This disclosure relates generally to an apparatus for an athletic shoe and more particularly to an athletic shoe sole constructed of two or more pieces designed to release when a predetermined longitudinal (i.e., posterior to anterior) directed force is applied.
Sports participation in the United States and the world has significantly increased over the past half decade. Recent U.S. Census data reflects these trends in athletics. According to census reports, in 1971 approximately 3.9 million high school students were involved in organized athletics. This compares to the 1998–1999 school year when approximately 6.5 million students participated in sports. These trends are also seen in organized collegiate sports participation, to say nothing of the dramatic increase within the general population of the number of people involved in recreational athletic activities.
In addition to the rise in athletic participation over the past thirty years, there has been a significant change in the demographics regarding who is involved in athletic activities. The implementation of Title IX legislation is largely responsible for this changing demographic. In particular, Title IX has been widely credited with the dramatic rise in female sports participation. With the increase in sports participation has come an increase in sports-related injuries.
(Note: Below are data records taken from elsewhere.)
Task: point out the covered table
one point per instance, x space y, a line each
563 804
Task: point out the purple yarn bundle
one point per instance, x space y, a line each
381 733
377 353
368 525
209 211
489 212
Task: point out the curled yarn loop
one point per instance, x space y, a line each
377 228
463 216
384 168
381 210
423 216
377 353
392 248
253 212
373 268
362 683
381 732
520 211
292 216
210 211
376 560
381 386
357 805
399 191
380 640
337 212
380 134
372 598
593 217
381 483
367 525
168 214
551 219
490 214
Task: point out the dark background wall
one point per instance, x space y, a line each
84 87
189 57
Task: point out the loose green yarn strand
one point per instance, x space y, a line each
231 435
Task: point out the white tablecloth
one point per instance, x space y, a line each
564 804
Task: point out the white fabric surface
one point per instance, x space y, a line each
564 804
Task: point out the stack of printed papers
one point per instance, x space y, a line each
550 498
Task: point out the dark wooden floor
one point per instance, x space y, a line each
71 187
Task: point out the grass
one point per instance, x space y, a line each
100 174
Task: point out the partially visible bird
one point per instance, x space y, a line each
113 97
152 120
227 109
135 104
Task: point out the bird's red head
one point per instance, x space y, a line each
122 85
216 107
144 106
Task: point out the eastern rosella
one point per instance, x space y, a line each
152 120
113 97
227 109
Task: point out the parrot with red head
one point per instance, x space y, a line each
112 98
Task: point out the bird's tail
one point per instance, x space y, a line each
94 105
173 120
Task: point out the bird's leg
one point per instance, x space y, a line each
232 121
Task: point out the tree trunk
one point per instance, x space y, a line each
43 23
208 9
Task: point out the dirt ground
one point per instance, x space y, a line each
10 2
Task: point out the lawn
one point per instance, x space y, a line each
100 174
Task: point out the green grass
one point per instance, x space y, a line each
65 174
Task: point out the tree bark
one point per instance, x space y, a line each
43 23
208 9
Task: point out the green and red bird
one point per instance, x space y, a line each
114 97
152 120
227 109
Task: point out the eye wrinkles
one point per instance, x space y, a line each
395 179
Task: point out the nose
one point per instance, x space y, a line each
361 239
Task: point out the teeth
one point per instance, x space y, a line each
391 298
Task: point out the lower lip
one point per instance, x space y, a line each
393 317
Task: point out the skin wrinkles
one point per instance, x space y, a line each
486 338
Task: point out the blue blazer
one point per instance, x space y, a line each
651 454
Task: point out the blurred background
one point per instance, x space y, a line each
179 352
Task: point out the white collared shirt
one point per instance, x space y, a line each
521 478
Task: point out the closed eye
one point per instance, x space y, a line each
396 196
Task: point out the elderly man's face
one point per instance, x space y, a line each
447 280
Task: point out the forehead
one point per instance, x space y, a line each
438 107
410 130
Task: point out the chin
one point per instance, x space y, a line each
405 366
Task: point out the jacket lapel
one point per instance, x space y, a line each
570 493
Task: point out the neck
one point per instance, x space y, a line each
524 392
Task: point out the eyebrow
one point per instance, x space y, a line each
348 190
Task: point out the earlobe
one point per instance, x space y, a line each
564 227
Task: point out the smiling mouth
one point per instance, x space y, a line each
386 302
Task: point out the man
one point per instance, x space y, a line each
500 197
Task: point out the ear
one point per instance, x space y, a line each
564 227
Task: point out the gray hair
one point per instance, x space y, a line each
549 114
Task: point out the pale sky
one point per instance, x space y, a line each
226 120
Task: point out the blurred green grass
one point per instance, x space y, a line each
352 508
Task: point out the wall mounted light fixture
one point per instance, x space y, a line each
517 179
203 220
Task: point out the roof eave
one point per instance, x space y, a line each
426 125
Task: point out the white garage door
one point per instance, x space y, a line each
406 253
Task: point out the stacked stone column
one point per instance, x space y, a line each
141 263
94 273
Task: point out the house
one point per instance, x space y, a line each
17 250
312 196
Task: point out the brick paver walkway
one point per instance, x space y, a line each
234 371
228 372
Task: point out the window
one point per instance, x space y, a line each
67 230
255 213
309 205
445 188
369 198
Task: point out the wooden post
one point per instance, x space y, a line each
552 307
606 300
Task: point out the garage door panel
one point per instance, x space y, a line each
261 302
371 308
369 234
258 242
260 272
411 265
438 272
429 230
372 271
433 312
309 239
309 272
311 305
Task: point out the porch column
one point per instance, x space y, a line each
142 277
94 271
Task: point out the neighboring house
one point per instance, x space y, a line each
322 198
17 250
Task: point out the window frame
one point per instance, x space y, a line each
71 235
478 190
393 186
Participation in sports, by definition, involves a risk of injury. The goal of sports medicine specialists is to define the injury patterns and mechanisms by which these injuries occur. As a greater fund of knowledge has accumulated regarding sports-related injuries, the aim of researchers and clinicians has shifted toward identifying what risk factors can be controlled in an effort to prevent injury.
Serious knee injuries, such as anterior cruciate ligament (ACL) tears have become commonplace at all levels of participation ranging from high school sports to professional athletes. It has been estimated that 80,000 ACL injuries occur annually in the United States. The vast majority of these injuries are sports related. Injury rates greater than 1 in every 3000 sports participants have been reported. An estimated $1 billion is spent annually to treat these injuries.
With the rapid rise of female athletics, has come very disturbing trends regarding the injury rates between male and female athletes. Studies have reported ACL injuries are 2 to 8 times more common in female athletes when compared to their male counterparts. In addition, approximately 70% of the catastrophic knee ligament injuries occurring in sports are non-contact in nature.
In order to understand the rationale behind preventing ACL injuries, it is first necessary to have a basic knowledge of the anatomy of the knee joint. The knee is typically described as a hinge-type joint. In reality the knee does not behave as a simple hinge. It has six degrees of freedom, including translation and rotational motions. As with all joints, the stability of the knee is determined by the complex interplay between the bony architecture, the static stabilizers and the dynamic stabilizer (i.e., muscles) around the joint.
The anatomy of the knee joint includes three bones—the distal femur (aka, thighbone), the proximal tibia (aka, shinbone) and the patella (aka, kneecap). The static stabilizers of the knee include four strong ligaments. They are responsible for tightly binding the femur and tibia together. These ligaments not only provide the static stability to the joint, but also the direction in which they run determines the plane of motion that the joint can move in. The four major knee ligaments are the following: (1) medial collateral ligament, (2) lateral collateral ligament, (3) posterior cruciate ligament and (4) anterior cruciate ligament.
The ACL attaches to both the femur and tibia. It is the primary restraint preventing anterior tibial translation (i.e., it prevents the tibia from sliding forward on the femur). It is a secondary restraint to internal rotation, varus-valgus angulation and knee hyperextension. In essence it allows athletes to perform decelerating, twisting and pivoting activities. When the ACL is torn athletes are left with a“trick” knee that may give out during such activities.
It is a well-recognized fact that the risk of injury is inherent in any athletic activity. While it was once a widely held belief that most knee ligament injuries in sports were the result of direct contact between players, research has convincingly shown that this is not the case. The majority of ACL injuries occurring in sports are not related to contact between participants. They are in fact non-contact injuries.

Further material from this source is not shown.